Andrew’s Sports Day is next week. He looks down as he says he wishes he could stay home.
Trina is 13. She’s 5’3″ and 160 pounds. She doesn’t mind telling her weight, as long as her real name isn’t printed. She doesn’t mind saying, either, that she wishes she’d look good in some of the clothes her classmates wear.
On this day, she’s wearing a baggy hooded sweatshirt and jeans usually worn by those carrying skateboards.
Trina doesn’t like any sports except swimming. But she always wears a t-shirt when she heads to the beach.
“Sometimes I try to diet,” she says. “One time I went a week without junk food. But then my friends wanted to go to the store for pizza. And we had a sleepover and made cookies. I’ll try again.”
Trina shrugs. “I’m used to being heavy, it’s just the way I am. I wonder sometimes what it would be like to be little…but people know me and no one makes fun of me like they used to.”
Soft Drinks Tip The Scales
Next time your child “supersizes” or goes for a Big Gulp, consider this: A recent two-year study published in The Lancet found that increased soft drink consumption during childhood correlated directly with obesity.
Slow and consistent weight gain over several years is the typical pattern that occurs in obese children, and soft drinks are a prime culprit. In 2000, the average Canadian man, woman and child took in 113 litres of soft drinks per year (up from 95 litres in 1989) close to one can of sugar-filled pop a day. According to Dr. Julian Whitaker, founder of the Whitaker Wellness Institute in Newport Beach, Calif., children drink soft drinks at a ridiculously early age 20 percent of toddlers and 50 percent by age six. By the time they’re teenagers, they can down up to one litre a day.

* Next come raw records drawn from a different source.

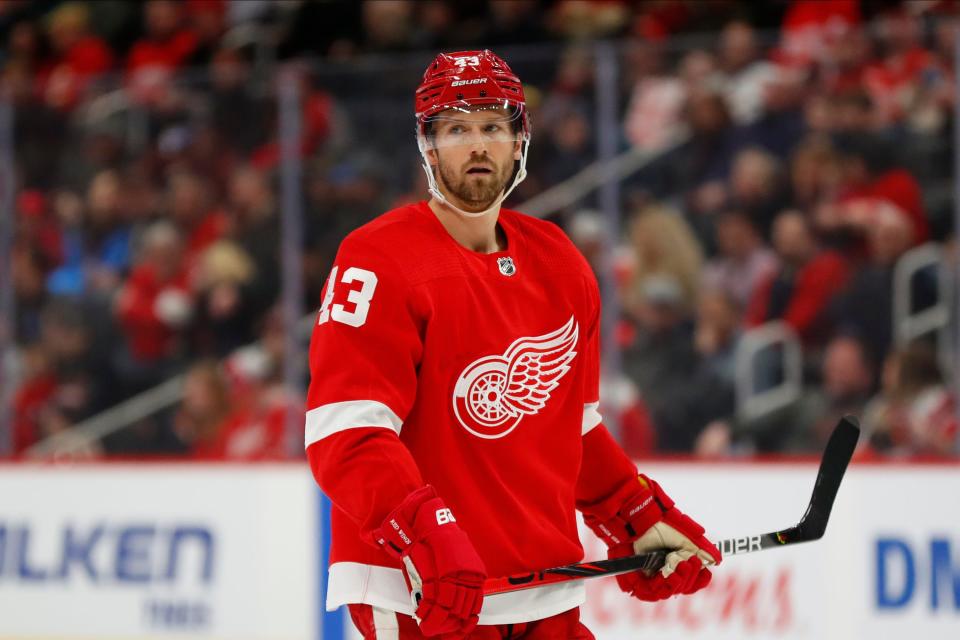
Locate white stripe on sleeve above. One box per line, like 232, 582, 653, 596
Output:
580, 402, 603, 435
371, 607, 400, 640
304, 400, 403, 449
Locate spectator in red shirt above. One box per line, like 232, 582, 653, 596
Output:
745, 211, 848, 346
816, 134, 930, 256
166, 170, 227, 268
116, 222, 193, 366
42, 2, 113, 110
863, 9, 936, 125
127, 0, 197, 103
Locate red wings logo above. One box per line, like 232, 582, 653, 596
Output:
453, 316, 579, 439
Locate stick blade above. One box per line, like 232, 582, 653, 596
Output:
798, 415, 860, 540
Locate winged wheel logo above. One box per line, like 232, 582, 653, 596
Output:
453, 316, 579, 439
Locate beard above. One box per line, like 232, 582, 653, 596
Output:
437, 152, 514, 211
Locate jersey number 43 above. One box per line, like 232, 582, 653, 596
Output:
317, 267, 377, 327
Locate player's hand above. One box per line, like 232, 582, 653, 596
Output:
584, 474, 721, 600
379, 485, 487, 638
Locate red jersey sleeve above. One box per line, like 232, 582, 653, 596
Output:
305, 236, 424, 543
576, 278, 637, 519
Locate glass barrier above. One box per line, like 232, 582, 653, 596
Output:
0, 20, 958, 459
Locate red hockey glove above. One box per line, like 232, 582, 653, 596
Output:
584, 474, 721, 600
378, 485, 487, 637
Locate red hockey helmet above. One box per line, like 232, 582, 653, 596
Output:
415, 49, 530, 138
414, 49, 530, 217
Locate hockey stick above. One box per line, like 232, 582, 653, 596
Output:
483, 416, 860, 595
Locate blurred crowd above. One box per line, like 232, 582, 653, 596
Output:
0, 0, 960, 459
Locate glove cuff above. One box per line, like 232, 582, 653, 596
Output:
584, 474, 673, 547
375, 485, 446, 559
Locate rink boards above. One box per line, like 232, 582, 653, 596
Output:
0, 462, 960, 640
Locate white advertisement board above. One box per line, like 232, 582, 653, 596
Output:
0, 464, 320, 640
0, 463, 960, 640
583, 463, 960, 640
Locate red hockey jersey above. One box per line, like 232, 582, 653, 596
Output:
306, 202, 636, 624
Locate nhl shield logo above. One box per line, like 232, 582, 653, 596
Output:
497, 256, 517, 276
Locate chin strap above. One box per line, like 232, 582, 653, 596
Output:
417, 135, 530, 218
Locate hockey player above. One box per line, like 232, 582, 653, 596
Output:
306, 50, 720, 640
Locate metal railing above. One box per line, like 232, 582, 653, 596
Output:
734, 321, 803, 421
893, 242, 956, 375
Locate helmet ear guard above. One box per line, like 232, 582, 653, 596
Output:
414, 49, 530, 217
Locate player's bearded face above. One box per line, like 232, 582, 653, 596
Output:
434, 112, 518, 211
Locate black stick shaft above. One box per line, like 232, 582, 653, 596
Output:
483, 416, 860, 595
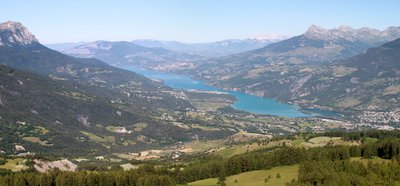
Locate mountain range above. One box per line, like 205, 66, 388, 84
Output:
186, 26, 400, 122
63, 41, 202, 68
0, 22, 231, 156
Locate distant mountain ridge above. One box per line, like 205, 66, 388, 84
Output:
0, 22, 233, 157
0, 21, 39, 47
132, 36, 286, 57
63, 41, 201, 68
190, 25, 400, 87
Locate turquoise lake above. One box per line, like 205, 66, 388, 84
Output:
121, 66, 312, 117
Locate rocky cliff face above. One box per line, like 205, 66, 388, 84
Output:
0, 21, 39, 47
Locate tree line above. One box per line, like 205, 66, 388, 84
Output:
0, 131, 400, 186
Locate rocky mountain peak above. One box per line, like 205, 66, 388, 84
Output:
0, 21, 39, 47
303, 25, 400, 45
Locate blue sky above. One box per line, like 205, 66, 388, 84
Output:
0, 0, 400, 43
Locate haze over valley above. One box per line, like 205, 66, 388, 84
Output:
0, 0, 400, 186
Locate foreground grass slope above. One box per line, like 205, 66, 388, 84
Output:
188, 165, 299, 186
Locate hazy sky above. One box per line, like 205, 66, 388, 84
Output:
0, 0, 400, 43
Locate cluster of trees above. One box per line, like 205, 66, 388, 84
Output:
289, 160, 400, 185
0, 132, 400, 186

Soft drinks, including Kool-Aid and other “fruit” drinks, provide empty calories. A child who chugs a bottle of cola takes in 150 calories but will still feel hungry and is likely to eat 150 calories more at dinner extra calories that can translate into a weight gain of 15 pounds (33 kg) over the year. The good news is, giving up that daily pop can result in a weight loss of 15 pounds. Lose the soft drink habit and you’ll most likely lose weight! Write a letter to your child’s school asking them to get rid of campus pop machines and you’ll be helping others, too!

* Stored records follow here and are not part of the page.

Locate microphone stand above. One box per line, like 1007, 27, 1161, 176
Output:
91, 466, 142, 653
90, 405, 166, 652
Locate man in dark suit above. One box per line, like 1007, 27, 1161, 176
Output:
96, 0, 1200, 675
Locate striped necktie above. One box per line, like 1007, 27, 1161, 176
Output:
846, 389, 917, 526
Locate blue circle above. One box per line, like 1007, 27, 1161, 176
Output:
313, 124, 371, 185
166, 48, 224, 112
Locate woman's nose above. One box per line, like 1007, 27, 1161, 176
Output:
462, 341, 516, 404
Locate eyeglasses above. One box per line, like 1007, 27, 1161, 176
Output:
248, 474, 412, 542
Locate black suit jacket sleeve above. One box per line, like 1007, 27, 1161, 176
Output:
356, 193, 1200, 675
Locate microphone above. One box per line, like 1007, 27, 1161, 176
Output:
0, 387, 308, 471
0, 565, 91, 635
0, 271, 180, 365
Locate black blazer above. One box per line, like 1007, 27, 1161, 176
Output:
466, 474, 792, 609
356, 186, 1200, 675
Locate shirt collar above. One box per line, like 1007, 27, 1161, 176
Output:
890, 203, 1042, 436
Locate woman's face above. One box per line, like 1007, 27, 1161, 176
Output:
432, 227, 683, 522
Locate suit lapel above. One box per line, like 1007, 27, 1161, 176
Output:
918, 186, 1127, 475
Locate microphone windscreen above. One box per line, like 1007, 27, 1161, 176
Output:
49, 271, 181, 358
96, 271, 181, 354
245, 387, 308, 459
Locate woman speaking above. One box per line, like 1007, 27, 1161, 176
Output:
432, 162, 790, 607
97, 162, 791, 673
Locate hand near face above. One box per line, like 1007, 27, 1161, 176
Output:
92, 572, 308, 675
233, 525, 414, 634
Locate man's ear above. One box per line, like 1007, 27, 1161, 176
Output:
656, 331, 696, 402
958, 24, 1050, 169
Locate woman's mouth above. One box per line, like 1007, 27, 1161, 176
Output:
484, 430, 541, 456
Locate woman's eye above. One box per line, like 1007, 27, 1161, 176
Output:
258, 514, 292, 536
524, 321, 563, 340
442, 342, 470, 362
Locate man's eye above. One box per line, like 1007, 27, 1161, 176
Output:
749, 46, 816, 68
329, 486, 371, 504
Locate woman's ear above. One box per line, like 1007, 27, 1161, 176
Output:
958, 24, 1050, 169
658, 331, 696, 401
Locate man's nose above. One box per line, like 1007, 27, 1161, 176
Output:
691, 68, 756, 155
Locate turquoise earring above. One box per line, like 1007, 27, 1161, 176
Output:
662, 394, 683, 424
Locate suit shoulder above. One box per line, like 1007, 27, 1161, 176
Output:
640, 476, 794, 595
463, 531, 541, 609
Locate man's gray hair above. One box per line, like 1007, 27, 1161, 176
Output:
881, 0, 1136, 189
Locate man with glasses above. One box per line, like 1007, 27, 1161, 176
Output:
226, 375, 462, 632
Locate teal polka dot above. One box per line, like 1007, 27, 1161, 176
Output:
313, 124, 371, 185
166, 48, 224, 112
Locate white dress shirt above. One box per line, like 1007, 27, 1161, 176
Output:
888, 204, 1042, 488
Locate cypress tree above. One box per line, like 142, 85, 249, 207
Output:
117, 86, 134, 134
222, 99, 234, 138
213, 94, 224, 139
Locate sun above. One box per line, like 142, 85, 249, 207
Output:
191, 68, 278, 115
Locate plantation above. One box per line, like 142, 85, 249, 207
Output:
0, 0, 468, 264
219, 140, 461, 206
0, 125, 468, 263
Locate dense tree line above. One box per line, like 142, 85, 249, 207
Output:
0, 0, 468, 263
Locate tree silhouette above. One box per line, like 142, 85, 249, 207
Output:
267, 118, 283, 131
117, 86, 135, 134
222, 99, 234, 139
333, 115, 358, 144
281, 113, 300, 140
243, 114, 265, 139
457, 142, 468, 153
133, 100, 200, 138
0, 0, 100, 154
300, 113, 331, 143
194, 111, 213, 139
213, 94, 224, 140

Source: mercola.com; dr.whitaker.com; Statistics Canada, statcan.ca
How The Numbers Add Up
According to a recent study in the Canadian Medical Association Journal, the incidence of overweight boys increased by 92 percent and of girls by 57 percent from 1981 to 1996. In 1981, 15 percent of children were overweight and five percent were obese. By 1996, 29 percent of boys and close to 24 percent of girls were overweight, and 13.5 percent of boys and 12 percent of girls were obese.

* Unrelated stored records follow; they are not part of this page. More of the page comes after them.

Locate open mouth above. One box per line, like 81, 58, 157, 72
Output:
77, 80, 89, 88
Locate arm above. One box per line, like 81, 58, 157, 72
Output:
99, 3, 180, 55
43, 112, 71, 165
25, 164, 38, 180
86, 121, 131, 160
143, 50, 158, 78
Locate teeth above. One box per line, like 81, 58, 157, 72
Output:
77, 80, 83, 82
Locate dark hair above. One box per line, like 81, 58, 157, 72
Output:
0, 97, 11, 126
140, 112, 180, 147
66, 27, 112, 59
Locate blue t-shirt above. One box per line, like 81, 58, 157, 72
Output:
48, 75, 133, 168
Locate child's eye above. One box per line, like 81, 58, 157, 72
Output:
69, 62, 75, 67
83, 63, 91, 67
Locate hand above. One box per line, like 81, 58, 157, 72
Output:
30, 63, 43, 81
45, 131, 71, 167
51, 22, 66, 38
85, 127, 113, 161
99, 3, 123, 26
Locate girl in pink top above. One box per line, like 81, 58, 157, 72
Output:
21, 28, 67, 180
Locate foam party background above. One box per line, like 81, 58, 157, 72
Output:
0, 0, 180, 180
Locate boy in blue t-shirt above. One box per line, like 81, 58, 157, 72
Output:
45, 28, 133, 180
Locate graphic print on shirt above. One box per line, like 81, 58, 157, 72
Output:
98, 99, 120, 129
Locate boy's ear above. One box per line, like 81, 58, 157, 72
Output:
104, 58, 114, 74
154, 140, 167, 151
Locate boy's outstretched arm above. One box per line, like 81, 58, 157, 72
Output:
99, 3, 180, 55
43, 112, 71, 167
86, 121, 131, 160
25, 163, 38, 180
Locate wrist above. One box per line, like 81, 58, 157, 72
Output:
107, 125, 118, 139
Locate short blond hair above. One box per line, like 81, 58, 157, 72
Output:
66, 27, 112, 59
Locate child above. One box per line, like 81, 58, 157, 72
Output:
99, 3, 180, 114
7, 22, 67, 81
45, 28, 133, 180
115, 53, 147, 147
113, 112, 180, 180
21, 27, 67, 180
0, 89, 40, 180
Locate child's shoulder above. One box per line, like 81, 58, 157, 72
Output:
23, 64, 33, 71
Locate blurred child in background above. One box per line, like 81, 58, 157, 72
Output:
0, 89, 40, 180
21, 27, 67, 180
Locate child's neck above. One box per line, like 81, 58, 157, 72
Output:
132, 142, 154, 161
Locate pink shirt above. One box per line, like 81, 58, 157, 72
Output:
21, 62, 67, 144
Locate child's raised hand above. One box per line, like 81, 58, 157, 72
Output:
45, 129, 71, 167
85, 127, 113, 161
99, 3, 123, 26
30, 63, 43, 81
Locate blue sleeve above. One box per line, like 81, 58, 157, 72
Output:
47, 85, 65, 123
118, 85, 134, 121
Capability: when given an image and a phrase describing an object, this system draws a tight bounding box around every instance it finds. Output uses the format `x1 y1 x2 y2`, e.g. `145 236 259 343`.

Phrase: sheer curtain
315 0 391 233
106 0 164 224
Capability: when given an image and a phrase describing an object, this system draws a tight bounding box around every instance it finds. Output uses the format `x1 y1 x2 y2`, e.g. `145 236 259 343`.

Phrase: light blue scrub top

Children are considered overweight if their body mass index (BMI) is 25 or over and obese if their BMI is 30 and over. To calculate your body mass index (BMI), visit cdc.gov/, search for BMI calculations and enter your height and weight.
Source: Canadian Medical Association Journal, 2000;163(11).
Fat Facts for Kids
The probability of having an obese child rises from less than 10 percent if both parents are normal weight, to 40 percent if one parent is obese, to 80 percent if both parents are obese. While the reasons for childhood obesity seems to be a complex mix of genetic and lifestyle factors, inactivity and poor food choices are two main culprits. On the other hand, statistics show that 80 to 85 percent of those who are overweight when they are young remain overweight as adults.